LinearModelFit: Linear models
In NormalizeMets: Analysis of Metabolomics Data

Description Usage Arguments Value Author(s) References See Also Examples

Fit a linear model to each metabolite in a metabolomics data matrix, and obtain the coefficients, 95 The featuredata must be log transformed, but does not have to be normalised a priori as the LinearModelFit function can be used to fit the ruv2 method to accommodate the unwanted variation in the model. Either ordinary statistics or empirical Bayes statistics can be obtained.

LinearModelFit(featuredata, factormat = NULL, contrastmat = NULL,
  ruv2 = TRUE, k = NULL, qcmets = NULL, moderated = FALSE,
  padjmethod = "BH", ci_alpha = 0.05, saveoutput = FALSE,
  outputname = "results", ...)

`featuredata`	featuredata A data frame in the featuredata format. This is a dataframe with metabolites in columns and samples in rows. Unique sample names should be provided as row names.
`factormat`	A design matrix for the linear model, consisting of biological factors of interest.
`contrastmat`	An optional contrast matrix indicating which contrasts need to be tested to answer the biological question of interest.
`ruv2`	A logical indicating whether to use the `ruv2` method for removing unwanted variation.
`k`	If `ruv2=TRUE`, the number of unwanted variation factors to be included in the model.
`qcmets`	If `ruv2=TRUE`, a vector indicating which metabolites should be used as the internal, external standards or other quality control metabolites.
`moderated`	A logical indicating whether moderated statistics should be computed.
`padjmethod`	A character string specifying p value adjustment method for multiple comparisons. Must be one of "`bonferroni`", "`holm`" (Holm 1979), "`hochberg`" (Hochberg 1988), "`hommel`" (Hommel 1988), "`BH`" (Benjamini and Hochberg 1995), "`BY`" (Benjamini and Yekutieli 2001), or "`none`". The default method is set to "`BH`".
`ci_alpha`	Significance level for the confidence intervals.
`saveoutput`	A logical indicating whether the normalised data matrix should be saved as a csv file.
`outputname`	The name of the output file if the output has to be saved.
`...`	further arguments to be passed to or from methods.

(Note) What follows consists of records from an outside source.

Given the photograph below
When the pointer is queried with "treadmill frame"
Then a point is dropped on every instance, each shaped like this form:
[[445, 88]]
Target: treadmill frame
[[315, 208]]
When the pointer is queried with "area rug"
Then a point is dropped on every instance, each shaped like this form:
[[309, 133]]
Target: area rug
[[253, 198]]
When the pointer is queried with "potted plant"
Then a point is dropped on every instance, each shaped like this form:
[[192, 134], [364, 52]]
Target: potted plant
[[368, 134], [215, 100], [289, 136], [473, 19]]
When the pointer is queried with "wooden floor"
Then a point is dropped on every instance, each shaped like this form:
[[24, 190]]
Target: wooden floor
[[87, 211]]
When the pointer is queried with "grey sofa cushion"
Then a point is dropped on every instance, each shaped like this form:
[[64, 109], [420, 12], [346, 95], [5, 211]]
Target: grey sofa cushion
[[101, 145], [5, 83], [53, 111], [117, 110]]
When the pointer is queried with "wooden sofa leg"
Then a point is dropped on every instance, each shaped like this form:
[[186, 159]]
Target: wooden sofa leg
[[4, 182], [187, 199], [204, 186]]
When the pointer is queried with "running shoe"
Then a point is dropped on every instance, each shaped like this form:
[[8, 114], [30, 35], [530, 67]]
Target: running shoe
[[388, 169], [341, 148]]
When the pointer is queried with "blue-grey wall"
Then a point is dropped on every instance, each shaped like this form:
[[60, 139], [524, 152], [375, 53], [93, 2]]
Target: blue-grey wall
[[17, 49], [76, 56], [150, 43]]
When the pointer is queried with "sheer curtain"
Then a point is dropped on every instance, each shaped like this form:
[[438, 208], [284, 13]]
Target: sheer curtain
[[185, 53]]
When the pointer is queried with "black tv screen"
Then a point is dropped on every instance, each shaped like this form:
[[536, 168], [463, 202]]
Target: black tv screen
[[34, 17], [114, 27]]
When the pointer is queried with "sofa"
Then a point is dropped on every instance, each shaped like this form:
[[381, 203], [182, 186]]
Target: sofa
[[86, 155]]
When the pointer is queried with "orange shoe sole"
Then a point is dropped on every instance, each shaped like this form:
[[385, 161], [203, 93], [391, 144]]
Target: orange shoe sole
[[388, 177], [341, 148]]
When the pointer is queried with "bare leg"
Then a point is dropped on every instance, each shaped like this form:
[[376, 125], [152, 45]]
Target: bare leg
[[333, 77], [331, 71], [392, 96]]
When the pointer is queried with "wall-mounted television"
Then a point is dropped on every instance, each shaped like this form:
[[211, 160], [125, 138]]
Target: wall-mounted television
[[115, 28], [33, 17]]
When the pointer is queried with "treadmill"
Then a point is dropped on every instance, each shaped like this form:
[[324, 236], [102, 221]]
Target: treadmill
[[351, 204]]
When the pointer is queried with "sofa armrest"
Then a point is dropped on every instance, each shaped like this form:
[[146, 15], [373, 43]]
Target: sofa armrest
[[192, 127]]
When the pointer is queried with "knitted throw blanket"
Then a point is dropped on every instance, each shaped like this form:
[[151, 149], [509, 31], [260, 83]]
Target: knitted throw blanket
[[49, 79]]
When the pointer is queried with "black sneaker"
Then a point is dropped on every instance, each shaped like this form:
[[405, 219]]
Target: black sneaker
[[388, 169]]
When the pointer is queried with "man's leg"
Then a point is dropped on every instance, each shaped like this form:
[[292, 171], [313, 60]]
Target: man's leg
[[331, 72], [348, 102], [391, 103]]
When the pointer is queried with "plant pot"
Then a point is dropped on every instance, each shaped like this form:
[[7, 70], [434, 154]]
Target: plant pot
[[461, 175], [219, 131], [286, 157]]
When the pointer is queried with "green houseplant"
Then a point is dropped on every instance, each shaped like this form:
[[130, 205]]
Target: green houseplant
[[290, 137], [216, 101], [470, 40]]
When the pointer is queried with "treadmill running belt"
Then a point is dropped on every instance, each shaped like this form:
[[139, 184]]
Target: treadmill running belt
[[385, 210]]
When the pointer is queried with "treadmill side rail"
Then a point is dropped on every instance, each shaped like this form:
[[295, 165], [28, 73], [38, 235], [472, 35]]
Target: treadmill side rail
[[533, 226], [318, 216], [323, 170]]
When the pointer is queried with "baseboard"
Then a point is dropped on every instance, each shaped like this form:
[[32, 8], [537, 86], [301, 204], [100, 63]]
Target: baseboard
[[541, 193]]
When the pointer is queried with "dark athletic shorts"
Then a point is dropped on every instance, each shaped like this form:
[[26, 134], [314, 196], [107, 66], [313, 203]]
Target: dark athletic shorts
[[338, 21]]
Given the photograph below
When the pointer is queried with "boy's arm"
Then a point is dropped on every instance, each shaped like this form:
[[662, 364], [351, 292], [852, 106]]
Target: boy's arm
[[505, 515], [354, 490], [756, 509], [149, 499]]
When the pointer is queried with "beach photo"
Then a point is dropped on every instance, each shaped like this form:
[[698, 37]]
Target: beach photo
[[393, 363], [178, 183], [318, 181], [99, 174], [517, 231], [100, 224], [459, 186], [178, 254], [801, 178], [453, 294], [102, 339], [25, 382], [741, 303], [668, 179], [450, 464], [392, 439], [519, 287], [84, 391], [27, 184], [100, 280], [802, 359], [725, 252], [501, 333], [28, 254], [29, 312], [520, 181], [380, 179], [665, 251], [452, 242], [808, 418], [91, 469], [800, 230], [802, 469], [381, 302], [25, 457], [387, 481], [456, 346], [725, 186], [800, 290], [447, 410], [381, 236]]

The result is an object of class MArrayLM, containing F statistics, t statistics, corresponding confidence intervals, and adjusted and unadjusted p-values (see De Livera et al., 2012a, 2012b). If moderated=TRUE, moderated statistics will be computed by empirical Bayes shrinkage of the standard errors towards a common value (Loennstedt et al 2002; Smyth 2004).

Alysha M De Livera, Gavriel Olshansky

Benjamini, Y., Hochberg, Y. (1995) Controlling the false discovery rate: a practical and powerful approach to multiple testing. Journal of the Royal Statistical Society. Series B (Methodological) 57(1): 289-300.

Benjamini, Y., Yekutieli, D. (2001) The Control of the False Discovery Rate in Multiple Testing under Dependency. The Annals of Statistics 29(4): 1165-1188.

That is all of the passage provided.